Recensione di Jacob von Gunten di Robert Walser, Milano : Adelphi, 2014
All’opera di Walser si addice quantomai la definizione di Bildungsroman. Non solo perché la storia riguarda la formazione del protagonista in una scuola per maggiordomi, ma proprio per via dei cambiamenti cui egli va incontro.
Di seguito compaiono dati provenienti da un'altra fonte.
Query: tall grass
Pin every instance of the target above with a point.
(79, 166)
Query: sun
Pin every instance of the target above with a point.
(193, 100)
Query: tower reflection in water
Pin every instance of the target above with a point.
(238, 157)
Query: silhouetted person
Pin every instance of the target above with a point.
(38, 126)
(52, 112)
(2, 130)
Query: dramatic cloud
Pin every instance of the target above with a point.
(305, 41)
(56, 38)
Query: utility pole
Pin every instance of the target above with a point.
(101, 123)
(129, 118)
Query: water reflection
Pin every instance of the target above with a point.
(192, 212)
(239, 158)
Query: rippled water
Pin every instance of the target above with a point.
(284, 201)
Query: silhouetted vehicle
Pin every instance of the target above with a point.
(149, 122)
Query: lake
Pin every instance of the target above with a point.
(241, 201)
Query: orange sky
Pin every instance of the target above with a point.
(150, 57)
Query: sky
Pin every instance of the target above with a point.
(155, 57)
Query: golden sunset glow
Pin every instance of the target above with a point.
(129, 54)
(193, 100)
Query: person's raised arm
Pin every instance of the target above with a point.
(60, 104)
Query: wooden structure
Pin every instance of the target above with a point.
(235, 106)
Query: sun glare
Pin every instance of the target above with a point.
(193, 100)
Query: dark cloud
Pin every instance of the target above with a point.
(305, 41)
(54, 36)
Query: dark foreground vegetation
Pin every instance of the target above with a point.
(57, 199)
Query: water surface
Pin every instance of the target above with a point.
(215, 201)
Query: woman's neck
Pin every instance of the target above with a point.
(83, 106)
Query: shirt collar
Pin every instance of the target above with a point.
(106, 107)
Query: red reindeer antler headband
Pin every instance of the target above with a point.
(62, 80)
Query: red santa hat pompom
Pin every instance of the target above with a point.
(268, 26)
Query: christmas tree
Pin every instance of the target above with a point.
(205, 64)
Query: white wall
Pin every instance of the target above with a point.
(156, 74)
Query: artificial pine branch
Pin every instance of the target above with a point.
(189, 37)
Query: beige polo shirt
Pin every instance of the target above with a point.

Scappato di casa, Jacob va volontariamente incontro a una vita da servitore, come a scontare la pena per un’esistenza che forse giudicava ingiustamente piena di agi.
Il confronto con gli altri personaggi lo forgia e lo fa crescere, e il suo rapporto con loro cambia via via: il direttore della scuola da principio lo atterrisce (e lo picchia a dovere), ma Jacob arriverà a rispettare ciecamente; la sorella del direttore, verso cui prima nutre un amore ideale, gli susciterà poi un sentimento di pena; i compagni, dai quali all’inizio si sentiva distaccato, per i quali proverà un’amicizia strana ma sincera.
Coevo de I turbamenti del giovane Torless, Jakob von Gunten ne condivide la visione della scuola come microcosmo rappresentativo della vita nel suo complesso, ma i “turbamenti” descritti da Walser sono come diluiti, vissuti in modo distaccato, come in una distante visione retrospettiva.
Pur nella sua brevità, Jakob von Gunten ha i ritmi di un romanzo di ampio respiro, al pari dei migliori esempi della tradizione mitteleuropea di inizio Novecento. I diversi livelli di lettura ne fanno un’opera godibile, profonda, che vale l’accostamento ai più celebri Musil e Kafka (che indicò Walser come proprio precursore).